However, since her confirmation as energy secretary on February 3rd, Wright has outlined the anti-climate agenda. Speaking to a conservative audience, he is charismatic, animated and far more enthusiastic. In a February 18 speech at the Responsible Citizenship Conference related to podcast host Jordan Peterson, Wright dismissed the transition to renewables as non-existent and called for global efforts to boost the use of renewables.
“The world is simply running on hydrocarbons,” he told the group.
Before the council he vowed to listen and learn about his courses and then chart. Before Peterson’s group, he announced that he already has a “9-point plan” that will more than double the world’s fuel consumption and overheat the planet. “The number one is not to get in the way of producing, exporting and enhancing the volumes of coal, oil and gas,” he said. Yes, they caused climate change, which he repeatedly admits, but it becomes an inconvenient complication.
Over the past few weeks, Wright has spoken not only at Peterson’s meetings, but also at Conservative Political Action Conferences and Thera Week. This is widely seen as the most influential business event of the oil industry, with the global economy relying primarily on the expansion of hydrocarbores, demonstrating that both the sun and the wind have stolen the costs. “It may be different to climate change here,” he meditated at Peterson’s forum, referring to “people who were obsessed with the climate.” He then hit the subject he highlighted again in the weeks that followed. “It was certainly a powerful tool used to develop government power, top-down control and reduce human freedom. It’s ominous.”
Chris Wright has different answers for different viewers…
…On Fossil fuel dependence
In the council
“The only pathway to reducing greenhouse gas emissions and improving the quality of life for people is through energy innovation.
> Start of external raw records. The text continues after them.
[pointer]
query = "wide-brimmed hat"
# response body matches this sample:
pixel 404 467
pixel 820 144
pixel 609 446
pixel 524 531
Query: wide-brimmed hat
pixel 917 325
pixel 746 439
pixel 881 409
And America was a hotbed.”
At the event
“The world runs simply with hydrocarbons, and for most of its applications there is no substitute.”
…Responding to climate change
In the council
“I have studied and followed climate change data and evolution for at least 20 years. It’s a global problem. It’s a real problem. It’s a challenging problem. And the solution to climate change is to evolve the energy system.”
At the event
“I am honored to play a role in reverse what I think is very low-direction in energy policy. The policies of the previous administration focused on myopia on people and climate change simply as collateral damage.”
…About alternative energy sources
In the council
“I will be an embarrassing steward for affordable, reliable and secure American energy and all the sources of infrastructure needed to develop, deliver and protect them.”
At the event
“Beyond obvious scale and cost issues, there is no physical way for wind, solar and batteries to replace countless natural gas use. I haven’t mentioned oil or coal yet either.”
With Wright’s views becoming more public, he and the rest of Trump’s cabinet accept the premise of climate change, but even suggest that they will underestimate the threat and construct a case in which it is profitable to society. The White House is trying to reverse the legal definition of carbon dioxide as a climate pollutant and undo the rules’ scores that address the economic costs of extreme warming that it causes. “Recently, I was called a climate negative or climate skeptic,” Wright told attendees at Cerawek. “This is simply wrong. I’m a climate realist.”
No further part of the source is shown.